I don't like the idea of slavery any more than the average black person in the states living this day and age. However I refuse to believe that slavery as it exists in my mind is the end all be all experience even when being told something different from someone who experienced it. Those ladies know better than I do how they were treated and if they say they were treated well then I believe them. I do wonder if part of their good treatment was due to the fact that they were children. How things might have changed had they reached adulthood still enslaved I don't know. What I took from the interview was that their particular owner was not a cruel person and endevored to treat his slaves as humanely as one could while still keeping them enslaved.  The slave children were all christened, they attended mass and on his deathbed their father requested and received a priest to attend him and legally marry him to his handfasted wife. From our current point of view we see that as the very least one could do but given the widely accepted and even encouraged cruelty of the time being kind or "soft" on ones slaves could cause the owners to lose standing within their communities so to be kind was in some ways quite radical.

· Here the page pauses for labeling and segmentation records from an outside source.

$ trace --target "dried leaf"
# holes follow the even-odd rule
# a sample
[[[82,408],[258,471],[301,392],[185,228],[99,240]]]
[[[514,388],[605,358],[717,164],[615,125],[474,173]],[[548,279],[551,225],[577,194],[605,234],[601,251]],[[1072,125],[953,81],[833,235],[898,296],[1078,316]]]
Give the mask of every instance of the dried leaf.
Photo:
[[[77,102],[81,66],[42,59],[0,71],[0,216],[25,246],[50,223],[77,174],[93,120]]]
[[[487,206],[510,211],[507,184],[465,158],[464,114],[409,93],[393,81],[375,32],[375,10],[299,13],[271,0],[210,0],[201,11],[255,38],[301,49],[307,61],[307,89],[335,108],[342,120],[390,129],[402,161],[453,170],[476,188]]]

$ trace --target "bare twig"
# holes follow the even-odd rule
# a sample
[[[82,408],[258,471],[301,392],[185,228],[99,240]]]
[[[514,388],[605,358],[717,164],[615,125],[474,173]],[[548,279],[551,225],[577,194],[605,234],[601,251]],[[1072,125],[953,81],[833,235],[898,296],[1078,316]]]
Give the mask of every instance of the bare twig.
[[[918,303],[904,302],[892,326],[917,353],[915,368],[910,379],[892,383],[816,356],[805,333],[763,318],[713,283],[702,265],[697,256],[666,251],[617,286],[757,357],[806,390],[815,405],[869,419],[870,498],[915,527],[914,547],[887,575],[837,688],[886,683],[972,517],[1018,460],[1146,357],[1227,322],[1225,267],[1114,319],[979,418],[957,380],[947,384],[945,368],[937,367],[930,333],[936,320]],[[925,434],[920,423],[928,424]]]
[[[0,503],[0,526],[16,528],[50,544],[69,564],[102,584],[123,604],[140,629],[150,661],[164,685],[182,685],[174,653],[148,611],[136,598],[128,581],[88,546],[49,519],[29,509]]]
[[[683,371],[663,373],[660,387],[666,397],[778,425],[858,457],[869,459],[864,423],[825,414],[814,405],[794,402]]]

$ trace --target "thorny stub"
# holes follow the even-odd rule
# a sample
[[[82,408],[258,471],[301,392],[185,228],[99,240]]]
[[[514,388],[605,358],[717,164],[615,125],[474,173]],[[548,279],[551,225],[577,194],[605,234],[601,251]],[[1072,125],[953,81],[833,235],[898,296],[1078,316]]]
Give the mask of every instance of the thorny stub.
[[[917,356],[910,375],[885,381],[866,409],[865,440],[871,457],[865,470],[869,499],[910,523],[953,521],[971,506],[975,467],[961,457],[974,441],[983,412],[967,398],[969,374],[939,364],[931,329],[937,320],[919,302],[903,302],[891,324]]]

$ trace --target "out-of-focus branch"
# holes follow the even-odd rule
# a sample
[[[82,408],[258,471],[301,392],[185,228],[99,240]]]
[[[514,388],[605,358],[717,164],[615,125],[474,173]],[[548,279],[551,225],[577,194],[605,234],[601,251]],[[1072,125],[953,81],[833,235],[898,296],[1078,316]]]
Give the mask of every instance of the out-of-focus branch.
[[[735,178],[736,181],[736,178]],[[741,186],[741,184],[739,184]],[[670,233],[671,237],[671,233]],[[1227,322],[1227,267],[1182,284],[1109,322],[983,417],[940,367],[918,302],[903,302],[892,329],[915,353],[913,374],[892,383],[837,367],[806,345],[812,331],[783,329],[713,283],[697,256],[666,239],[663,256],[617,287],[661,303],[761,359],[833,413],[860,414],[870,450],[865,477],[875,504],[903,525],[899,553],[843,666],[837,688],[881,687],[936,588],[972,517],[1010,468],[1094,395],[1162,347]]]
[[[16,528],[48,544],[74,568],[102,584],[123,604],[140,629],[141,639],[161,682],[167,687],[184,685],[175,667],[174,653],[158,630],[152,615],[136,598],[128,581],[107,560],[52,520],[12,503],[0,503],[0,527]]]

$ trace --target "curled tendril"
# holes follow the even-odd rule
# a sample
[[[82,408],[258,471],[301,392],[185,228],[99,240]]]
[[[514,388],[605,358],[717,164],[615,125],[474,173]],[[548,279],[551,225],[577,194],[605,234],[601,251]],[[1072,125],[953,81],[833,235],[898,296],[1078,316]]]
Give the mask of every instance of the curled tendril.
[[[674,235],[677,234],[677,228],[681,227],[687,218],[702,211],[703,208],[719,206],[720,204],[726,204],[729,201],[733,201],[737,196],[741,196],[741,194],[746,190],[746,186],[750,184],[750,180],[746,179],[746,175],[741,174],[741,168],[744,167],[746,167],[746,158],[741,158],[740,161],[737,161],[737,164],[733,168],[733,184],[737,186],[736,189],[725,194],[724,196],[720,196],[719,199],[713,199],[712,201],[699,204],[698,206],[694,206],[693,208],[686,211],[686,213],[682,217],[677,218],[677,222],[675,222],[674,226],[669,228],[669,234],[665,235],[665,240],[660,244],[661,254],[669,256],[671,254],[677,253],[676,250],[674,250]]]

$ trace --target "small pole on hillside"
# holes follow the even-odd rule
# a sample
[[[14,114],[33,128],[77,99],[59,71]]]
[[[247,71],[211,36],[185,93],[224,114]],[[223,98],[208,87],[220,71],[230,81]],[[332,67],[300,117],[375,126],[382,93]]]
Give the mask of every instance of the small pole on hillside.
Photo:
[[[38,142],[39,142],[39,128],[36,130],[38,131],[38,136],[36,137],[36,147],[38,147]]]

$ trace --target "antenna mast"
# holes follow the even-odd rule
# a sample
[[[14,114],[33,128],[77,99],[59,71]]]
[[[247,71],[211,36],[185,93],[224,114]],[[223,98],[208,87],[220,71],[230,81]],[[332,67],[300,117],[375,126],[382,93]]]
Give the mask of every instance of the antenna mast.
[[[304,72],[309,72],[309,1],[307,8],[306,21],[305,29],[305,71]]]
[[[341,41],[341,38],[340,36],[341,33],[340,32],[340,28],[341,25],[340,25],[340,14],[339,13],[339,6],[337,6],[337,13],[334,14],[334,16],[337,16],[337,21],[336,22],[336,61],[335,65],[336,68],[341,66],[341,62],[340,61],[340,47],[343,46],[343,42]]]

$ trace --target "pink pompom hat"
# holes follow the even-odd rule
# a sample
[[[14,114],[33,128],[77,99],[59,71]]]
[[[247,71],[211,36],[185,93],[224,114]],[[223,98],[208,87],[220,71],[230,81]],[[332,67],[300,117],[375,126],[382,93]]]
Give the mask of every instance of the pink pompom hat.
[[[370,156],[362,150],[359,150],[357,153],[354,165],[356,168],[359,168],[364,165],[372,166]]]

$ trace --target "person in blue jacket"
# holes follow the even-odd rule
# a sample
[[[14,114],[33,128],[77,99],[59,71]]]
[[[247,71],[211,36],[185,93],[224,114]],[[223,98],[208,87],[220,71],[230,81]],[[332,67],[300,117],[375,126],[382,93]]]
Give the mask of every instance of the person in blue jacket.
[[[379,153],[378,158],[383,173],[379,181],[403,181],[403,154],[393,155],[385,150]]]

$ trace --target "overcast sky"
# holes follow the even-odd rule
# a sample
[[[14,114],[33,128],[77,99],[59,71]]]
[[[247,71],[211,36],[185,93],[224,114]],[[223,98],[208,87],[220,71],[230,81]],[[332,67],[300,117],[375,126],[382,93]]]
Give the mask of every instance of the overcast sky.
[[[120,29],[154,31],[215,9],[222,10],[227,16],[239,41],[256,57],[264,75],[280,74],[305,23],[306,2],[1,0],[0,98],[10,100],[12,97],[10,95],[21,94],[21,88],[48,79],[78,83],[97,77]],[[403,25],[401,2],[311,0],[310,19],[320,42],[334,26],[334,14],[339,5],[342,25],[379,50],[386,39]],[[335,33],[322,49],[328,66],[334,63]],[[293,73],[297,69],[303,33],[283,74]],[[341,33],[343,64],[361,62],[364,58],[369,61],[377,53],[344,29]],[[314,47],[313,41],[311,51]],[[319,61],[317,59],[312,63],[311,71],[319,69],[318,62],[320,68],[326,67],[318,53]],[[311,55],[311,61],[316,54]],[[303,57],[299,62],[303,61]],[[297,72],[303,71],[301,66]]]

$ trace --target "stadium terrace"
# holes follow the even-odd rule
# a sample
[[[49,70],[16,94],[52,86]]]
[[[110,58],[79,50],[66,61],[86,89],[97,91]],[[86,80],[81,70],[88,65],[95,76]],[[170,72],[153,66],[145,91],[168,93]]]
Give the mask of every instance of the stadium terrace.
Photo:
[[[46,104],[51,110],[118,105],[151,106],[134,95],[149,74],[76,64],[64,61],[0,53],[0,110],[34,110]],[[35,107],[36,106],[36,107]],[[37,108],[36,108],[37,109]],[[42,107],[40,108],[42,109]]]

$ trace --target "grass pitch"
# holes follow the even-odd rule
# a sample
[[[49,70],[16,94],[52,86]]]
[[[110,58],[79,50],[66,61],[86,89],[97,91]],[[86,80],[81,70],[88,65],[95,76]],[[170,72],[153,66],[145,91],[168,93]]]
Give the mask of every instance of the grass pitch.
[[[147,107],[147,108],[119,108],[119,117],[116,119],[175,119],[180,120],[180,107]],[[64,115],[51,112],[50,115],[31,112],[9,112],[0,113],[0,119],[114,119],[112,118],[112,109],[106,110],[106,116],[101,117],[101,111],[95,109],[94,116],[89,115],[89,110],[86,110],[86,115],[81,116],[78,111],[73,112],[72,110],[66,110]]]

I'm not naive enough to believe that all or even the majority of slave holders ruled with a great deal of kindness treating their slaves as not simple property but as people. There have been enough first hand accounts that say otherwise and I believe them. It takes nothing away from my strength of belief in the wrongness of slavery to believe a former slave who says their life was not one horror after another. No one should no matter how kindly intended, refuse to allow someone to own their own experiences. As a woman, as a person of color, as an adult who remembers being a child I have been in the position of having others assume they know more about what I have lived than I do and it's annoying to say the least. Not to mention just downright disrespectful. Slave owners like any other group of people, have their mix of horrifying, evil, ok, and even dare I say it, kind. If I accept that then I must accept that the lives and experiences of slaves were not monolithic, and every experience no matter how much it may chafe current sensibilities, should be valued and acknowledged as their truth.

If your arguments against slavery can only stand when all slave owners are cast as the devil incarnate then you need to work on your arguements.